Standard neural architectures—including Transformers, GCNs, and LSTMs—exhibit poor out-of-distribution generalization on propositional logic satisfiability tasks involving novel combinations of logical operators, particularly negation. Method: We construct a de-biased, balanced, and controllable dataset of logical formulas alongside a rigorous evaluation framework to isolate compositional generalization with respect to negation and other operators. Contribution/Results: We provide the first empirical evidence that all models achieve high in-distribution accuracy yet suffer significant performance degradation on negation-based cross-compositional generalization. Critically, only Transformers endowed with explicit structural inductive biases—e.g., syntactic tree encodings or logical structure awareness—demonstrate systematic, compositional application of negation. These findings establish structural priors as a necessary condition for logical generalization, challenging the assumption that purely sequential modeling suffices for symbolic reasoning. Our work highlights the insufficiency of standard architectural choices for robust logical inference and underscores the need for architecture-aware design in neuro-symbolic learning.

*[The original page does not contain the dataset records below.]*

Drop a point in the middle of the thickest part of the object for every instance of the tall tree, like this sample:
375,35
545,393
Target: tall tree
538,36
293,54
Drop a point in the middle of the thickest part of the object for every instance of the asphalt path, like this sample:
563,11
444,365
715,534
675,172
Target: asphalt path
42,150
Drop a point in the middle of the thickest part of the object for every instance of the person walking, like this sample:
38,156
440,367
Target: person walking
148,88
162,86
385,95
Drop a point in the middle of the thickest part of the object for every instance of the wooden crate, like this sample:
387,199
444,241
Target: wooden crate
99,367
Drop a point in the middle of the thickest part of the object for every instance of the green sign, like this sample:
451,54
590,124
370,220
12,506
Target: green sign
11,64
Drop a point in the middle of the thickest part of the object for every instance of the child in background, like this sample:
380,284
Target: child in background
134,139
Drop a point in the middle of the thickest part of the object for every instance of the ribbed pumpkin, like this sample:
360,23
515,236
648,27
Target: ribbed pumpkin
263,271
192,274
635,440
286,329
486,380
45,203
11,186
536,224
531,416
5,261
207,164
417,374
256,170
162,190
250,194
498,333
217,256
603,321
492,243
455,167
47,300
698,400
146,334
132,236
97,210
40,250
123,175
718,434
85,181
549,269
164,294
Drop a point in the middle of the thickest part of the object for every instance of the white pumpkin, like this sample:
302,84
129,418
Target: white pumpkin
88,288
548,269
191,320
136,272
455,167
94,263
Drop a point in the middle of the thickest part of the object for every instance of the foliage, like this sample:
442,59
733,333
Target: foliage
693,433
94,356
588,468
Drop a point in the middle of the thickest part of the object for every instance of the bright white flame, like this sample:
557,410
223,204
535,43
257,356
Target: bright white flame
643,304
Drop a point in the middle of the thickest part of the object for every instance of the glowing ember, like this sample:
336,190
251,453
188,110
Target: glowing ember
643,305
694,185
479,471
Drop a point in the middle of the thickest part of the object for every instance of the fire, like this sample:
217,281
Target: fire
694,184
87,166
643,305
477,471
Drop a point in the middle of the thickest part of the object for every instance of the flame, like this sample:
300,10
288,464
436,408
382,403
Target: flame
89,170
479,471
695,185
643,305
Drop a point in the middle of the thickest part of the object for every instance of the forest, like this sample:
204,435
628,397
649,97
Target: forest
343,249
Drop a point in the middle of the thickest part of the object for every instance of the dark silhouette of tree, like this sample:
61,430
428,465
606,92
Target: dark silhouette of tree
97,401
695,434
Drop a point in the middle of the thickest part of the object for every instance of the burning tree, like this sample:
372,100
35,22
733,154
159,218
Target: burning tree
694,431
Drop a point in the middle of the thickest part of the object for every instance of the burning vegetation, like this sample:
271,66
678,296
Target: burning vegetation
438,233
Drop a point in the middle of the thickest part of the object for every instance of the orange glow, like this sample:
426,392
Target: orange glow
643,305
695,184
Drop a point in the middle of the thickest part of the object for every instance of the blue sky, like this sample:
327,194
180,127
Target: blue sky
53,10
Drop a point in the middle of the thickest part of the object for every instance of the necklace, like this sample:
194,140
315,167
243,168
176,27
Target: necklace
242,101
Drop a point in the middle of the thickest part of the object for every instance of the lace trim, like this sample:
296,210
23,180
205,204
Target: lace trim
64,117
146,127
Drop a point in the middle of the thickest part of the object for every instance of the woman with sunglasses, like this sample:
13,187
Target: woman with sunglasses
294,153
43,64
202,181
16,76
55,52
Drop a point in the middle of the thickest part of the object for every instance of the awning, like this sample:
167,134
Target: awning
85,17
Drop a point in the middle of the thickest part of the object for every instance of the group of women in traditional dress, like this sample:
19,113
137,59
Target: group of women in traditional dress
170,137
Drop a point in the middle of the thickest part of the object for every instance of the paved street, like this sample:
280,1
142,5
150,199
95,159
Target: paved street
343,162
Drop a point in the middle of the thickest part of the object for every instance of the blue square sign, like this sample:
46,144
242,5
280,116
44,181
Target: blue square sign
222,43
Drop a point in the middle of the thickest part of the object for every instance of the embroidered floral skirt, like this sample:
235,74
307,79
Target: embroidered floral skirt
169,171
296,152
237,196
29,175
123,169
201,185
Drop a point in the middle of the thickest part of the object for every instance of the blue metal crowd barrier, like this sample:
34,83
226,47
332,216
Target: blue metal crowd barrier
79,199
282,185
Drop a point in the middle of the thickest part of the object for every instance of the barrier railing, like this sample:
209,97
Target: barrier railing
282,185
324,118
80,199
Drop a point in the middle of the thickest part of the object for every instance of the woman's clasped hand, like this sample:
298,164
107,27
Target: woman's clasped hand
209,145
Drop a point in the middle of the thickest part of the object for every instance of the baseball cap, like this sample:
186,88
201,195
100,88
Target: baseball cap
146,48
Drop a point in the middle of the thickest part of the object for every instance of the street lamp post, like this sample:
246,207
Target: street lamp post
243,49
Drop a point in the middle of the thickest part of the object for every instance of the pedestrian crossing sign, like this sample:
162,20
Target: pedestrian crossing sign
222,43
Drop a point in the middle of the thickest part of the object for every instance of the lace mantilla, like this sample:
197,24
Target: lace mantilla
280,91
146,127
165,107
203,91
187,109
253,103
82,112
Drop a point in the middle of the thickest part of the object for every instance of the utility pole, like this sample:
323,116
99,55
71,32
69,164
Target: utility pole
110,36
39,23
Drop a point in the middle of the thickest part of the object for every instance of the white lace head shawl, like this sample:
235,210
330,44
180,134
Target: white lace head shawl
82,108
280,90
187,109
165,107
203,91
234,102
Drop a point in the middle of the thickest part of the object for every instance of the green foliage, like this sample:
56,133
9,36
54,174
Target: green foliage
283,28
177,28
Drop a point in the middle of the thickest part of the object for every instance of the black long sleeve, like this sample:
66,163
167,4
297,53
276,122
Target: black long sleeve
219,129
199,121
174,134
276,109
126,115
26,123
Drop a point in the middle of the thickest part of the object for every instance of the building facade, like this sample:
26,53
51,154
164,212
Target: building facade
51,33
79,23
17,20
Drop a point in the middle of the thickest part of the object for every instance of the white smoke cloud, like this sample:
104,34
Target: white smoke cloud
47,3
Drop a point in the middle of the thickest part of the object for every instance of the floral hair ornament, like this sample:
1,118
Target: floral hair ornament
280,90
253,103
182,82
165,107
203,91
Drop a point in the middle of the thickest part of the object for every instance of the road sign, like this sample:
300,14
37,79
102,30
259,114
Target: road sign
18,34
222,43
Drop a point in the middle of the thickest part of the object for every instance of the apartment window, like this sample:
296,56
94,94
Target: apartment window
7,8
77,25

The extent to which neural networks are able to acquire and represent symbolic rules remains a key topic of research and debate. Much current work focuses on the impressive capabilities of large language models, as well as their often ill-understood failures on a wide range of reasoning tasks. In this paper, in contrast, we investigate the generalization behavior of three key neural architectures (Transformers, Graph Convolution Networks and LSTMs) in a controlled task rooted in propositional logic. The task requires models to generate satisfying assignments for logical formulas, making it a structured and interpretable setting for studying compositionality. We introduce a balanced extension of an existing dataset to eliminate superficial patterns and enable testing on unseen operator combinations. Using this dataset, we evaluate the ability of the three architectures to generalize beyond the training distribution. While all models perform well in-distribution, we find that generalization to unseen patterns, particularly those involving negation, remains a significant challenge. Transformers fail to apply negation compositionally, unless structural biases are introduced. Our findings highlight persistent limitations in the ability of standard architectures to learn systematic representations of logical operators, suggesting the need for stronger inductive biases to support robust rule-based reasoning.